“Do It Again” — first song, side one of Can't Buy a Thrill (1972)

This is the very first song from the very first Steely Dan album, so the pressure was on (how do you pick the song order?)—but for all they knew, of the future, they were Dan Fogelberg and Tim Weisberg who had a flash of insanity/inspiration and were no doubt able to name their band after a dildo in a William Burroughs novel only because the executives at ABC Records had absolutely no idea it was a dildo in Naked Lunch—and it sounded better than “The Becker-Fagen Fusion.” I was 12 at the time and didn't care. I don't think I bought this record until later, until well after I had fished their next LP from the cut-out bins, probably having heard someone rave about it in Creem magazine.

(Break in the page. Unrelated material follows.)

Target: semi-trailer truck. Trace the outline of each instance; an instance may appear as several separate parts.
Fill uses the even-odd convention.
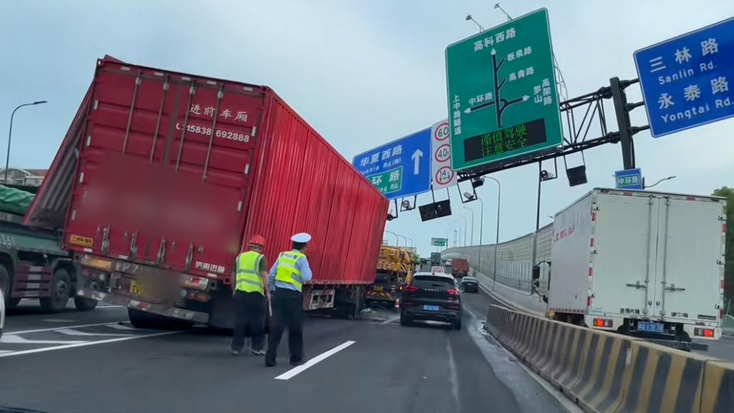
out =
[[[79,295],[138,327],[233,326],[233,267],[313,235],[306,309],[358,312],[388,201],[272,89],[105,57],[26,217],[58,225]]]
[[[36,189],[0,185],[0,291],[5,307],[37,298],[43,311],[57,312],[73,298],[77,309],[93,309],[96,301],[76,294],[81,285],[78,267],[61,248],[58,228],[23,223]]]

This song was one of their most played singles, and I'd probably like it more if I hadn't heard it over the years more than any Steely Dan song. There's a fascinating artifact on YouTube: a live version of the band playing the song on Burt Sugarman's The Midnight Special (don't fall for the video someone made with that footage and the album sound slapped on) where Jeff “Skunk” Baxter is playing congas and vocalist David Palmer sings lead (it's Donald Fagen on the record)—it's worth watching for the 1973 fashions alone, but also great to see the band playing live, especially to watch Denny Dias on guitar. The album recording features an electric sitar solo by Dias, and a “plastic organ” (Yamaha YC-30) solo by Donald Fagen. It's one of their mini-noir, livin' on the edge stories, told in second person, about a guy who runs into trouble in a foreign land with an unfaithful muse. I'd also like the song a lot more if the lyrically terrible chorus was close to as good as some of the inspired rhymes in the verses: “gunnin'” and “done in”—“high climber” and “two-timer”—and my favorite: “beg us” and “Vegas.”